HBO is home to such award-winning dramas as the Sopranos, The Wire and Deadwood.
But are things really that bad for Hollywood? Movie industry veteran Jonathan Taplin says the US film industry always bounces back from any tough times.
"You know, sometimes it takes Hollywood to crash before it can be picked up again," says Mr Taplin, whose numerous film credits include producing the Martin Scorsese classic Mean Streets.
"Right now we are in one of those periods where there is a lot of sequels being made, and a lot of big budget movies being made, and they are doing reasonably well.
"And there is a kind of parallel independent business that goes on with things like Winter's Bone and 127 Hours, those kind of things. So Hollywood exists on two levels right now.
"I would say the business in Hollywood is in reasonably good shape. There are amazing movies being made and the audience is still there for those kind of films."
With movie piracy now costing the US film studios $25bn each year, according to the Motion Picture Association of America, they are hoping that legal internet film streaming will replace DVDs as a strong revenue earner.
Yet this is so far not proving to be the case. Mr Goodridge says the problem is the delay between a movie being shown at the cinema and then being made available for legal home viewing.
Young audiences are not prepared to put up with this wait, he says, and instead choose to download films illegally.
So why doesn't Hollywood simply rush-release new films on legal movie websites? Because it would cause a massive spat with the companies that run the cinemas.
Although cinema owners make most of their money from popcorn and other concessions, they still need bums on seats, so they want films to be confined to the big screen for as long as possible.
"You can't just change release patterns overnight," says Mr Goodridge. "And establishing the correct pricing structure for films on demand is proving a problem."
While Jonathan Taplin agrees that US cinema ticket and DVD sales have fallen, he says this decline is being offset by a big growth in overseas demand for American films, most notably from the Bric countries - Brazil, Russia and especially India and China.
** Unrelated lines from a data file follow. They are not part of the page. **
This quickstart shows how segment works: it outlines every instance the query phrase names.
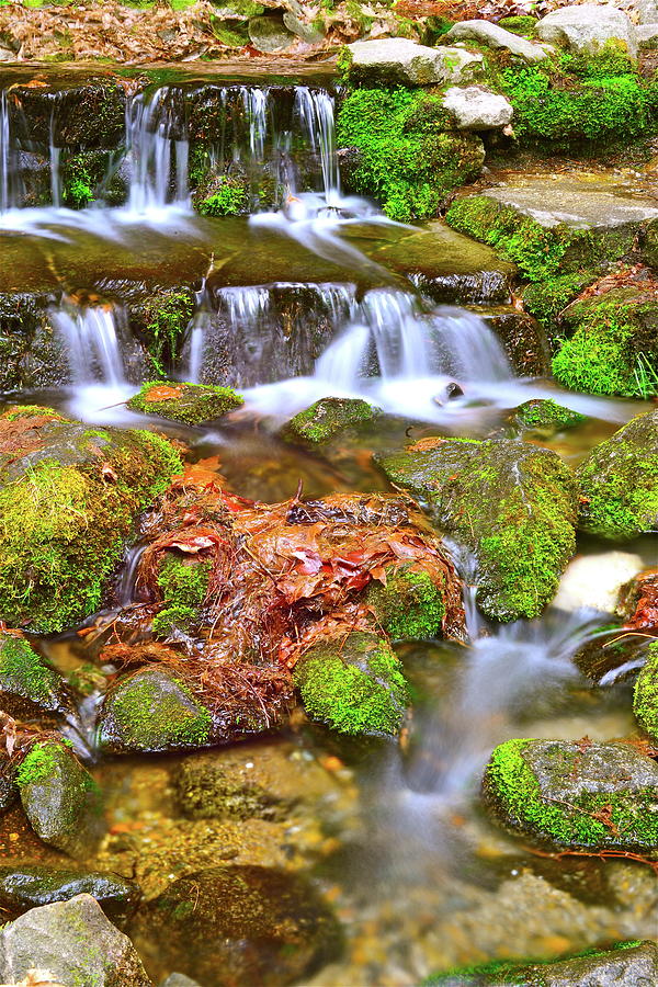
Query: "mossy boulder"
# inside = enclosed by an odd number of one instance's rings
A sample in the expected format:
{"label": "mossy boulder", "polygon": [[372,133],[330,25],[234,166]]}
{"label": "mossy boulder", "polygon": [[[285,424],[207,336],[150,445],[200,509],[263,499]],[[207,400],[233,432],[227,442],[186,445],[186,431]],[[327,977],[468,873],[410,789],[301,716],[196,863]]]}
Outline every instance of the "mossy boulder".
{"label": "mossy boulder", "polygon": [[307,715],[341,734],[389,734],[409,702],[402,667],[376,634],[351,632],[309,648],[295,666]]}
{"label": "mossy boulder", "polygon": [[320,398],[299,411],[283,429],[283,438],[292,442],[318,445],[350,426],[372,421],[378,409],[360,398]]}
{"label": "mossy boulder", "polygon": [[658,529],[658,410],[633,418],[578,467],[583,531],[632,538]]}
{"label": "mossy boulder", "polygon": [[186,424],[207,424],[234,411],[245,399],[230,387],[205,384],[143,384],[139,394],[129,399],[132,411],[159,415]]}
{"label": "mossy boulder", "polygon": [[355,89],[340,106],[338,145],[356,149],[348,184],[392,219],[435,216],[446,194],[481,170],[483,141],[455,133],[441,100],[422,90]]}
{"label": "mossy boulder", "polygon": [[440,637],[445,616],[443,593],[428,572],[413,566],[389,567],[386,583],[373,580],[365,602],[377,623],[394,639]]}
{"label": "mossy boulder", "polygon": [[423,980],[422,987],[614,987],[658,982],[658,945],[650,940],[620,942],[611,950],[587,950],[560,960],[494,960]]}
{"label": "mossy boulder", "polygon": [[213,742],[213,717],[189,687],[152,667],[127,676],[103,702],[99,742],[109,751],[185,750]]}
{"label": "mossy boulder", "polygon": [[633,693],[633,712],[638,724],[658,740],[658,642],[650,644]]}
{"label": "mossy boulder", "polygon": [[30,718],[64,714],[71,707],[70,694],[55,669],[23,638],[0,635],[0,708],[10,716]]}
{"label": "mossy boulder", "polygon": [[134,519],[181,469],[151,432],[0,421],[0,619],[56,632],[98,610]]}
{"label": "mossy boulder", "polygon": [[576,480],[556,453],[508,439],[451,439],[376,458],[475,552],[487,616],[538,616],[576,547]]}
{"label": "mossy boulder", "polygon": [[36,835],[70,856],[93,851],[103,832],[98,784],[58,740],[34,744],[16,773],[21,802]]}
{"label": "mossy boulder", "polygon": [[658,394],[658,313],[646,290],[620,287],[576,302],[561,320],[567,338],[553,358],[560,384],[587,394]]}
{"label": "mossy boulder", "polygon": [[0,867],[0,906],[15,918],[30,908],[91,895],[107,918],[125,922],[139,901],[139,889],[116,874],[53,867],[46,864],[7,864]]}
{"label": "mossy boulder", "polygon": [[508,829],[556,847],[658,847],[658,764],[623,742],[507,740],[484,793]]}
{"label": "mossy boulder", "polygon": [[133,939],[147,969],[174,967],[205,987],[302,983],[340,953],[340,928],[308,882],[268,867],[181,877],[140,909]]}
"You have all these foreign markets which are just exploding. Chinese box office is up 60%, Russian box office is up 56%, Indian box office is up 43%," says Mr Taplin, who is also a professor at the University of Southern California.
"Because you have all of a sudden a lot of people coming out of poverty into the middle class, or lower middle class, who have for the first time in their life some discretionary income.
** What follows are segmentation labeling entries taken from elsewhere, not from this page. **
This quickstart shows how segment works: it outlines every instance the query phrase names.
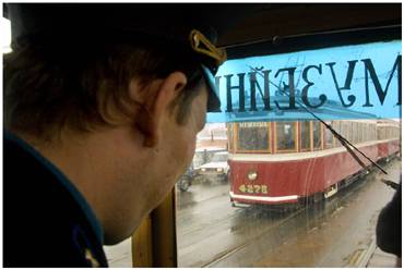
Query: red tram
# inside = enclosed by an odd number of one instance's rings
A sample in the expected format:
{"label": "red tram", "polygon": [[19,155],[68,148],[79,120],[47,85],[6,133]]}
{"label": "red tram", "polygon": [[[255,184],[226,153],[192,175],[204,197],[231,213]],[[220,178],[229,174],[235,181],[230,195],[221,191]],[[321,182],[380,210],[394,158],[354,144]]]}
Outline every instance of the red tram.
{"label": "red tram", "polygon": [[[328,124],[375,161],[401,149],[400,122]],[[319,121],[238,122],[227,128],[233,205],[317,201],[334,195],[363,171]]]}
"And one of the things they like to spend it on is going to the movies, which is still a relatively cheap piece of entertainment."
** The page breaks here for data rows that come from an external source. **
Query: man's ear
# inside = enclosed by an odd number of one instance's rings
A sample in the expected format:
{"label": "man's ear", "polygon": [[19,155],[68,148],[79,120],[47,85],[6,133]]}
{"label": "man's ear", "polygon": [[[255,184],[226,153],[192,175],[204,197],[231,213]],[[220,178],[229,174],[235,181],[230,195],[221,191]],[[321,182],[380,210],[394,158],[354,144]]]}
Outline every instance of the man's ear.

Mr Taplin adds that the big US studios are now going one stage further, and investing in Indian and Chinese films rather than simply exporting American movies to those markets.
"All the growth in the global entertainment business is outside of the US," he says.
"The growth is going to be in the Brics, that is really where the investment is going to."
Back in Los Angeles, this may not offer much solace to the thousands of people who have lost their jobs as the big studios have cut costs in recent years, but it shows that despite its troubles, Hollywood is moving with the financial times.
"Hollywood is not going to close down any time soon," says Mr Goodridge. "It is still the best film-making machine in the world if it can deploy its talent effectively."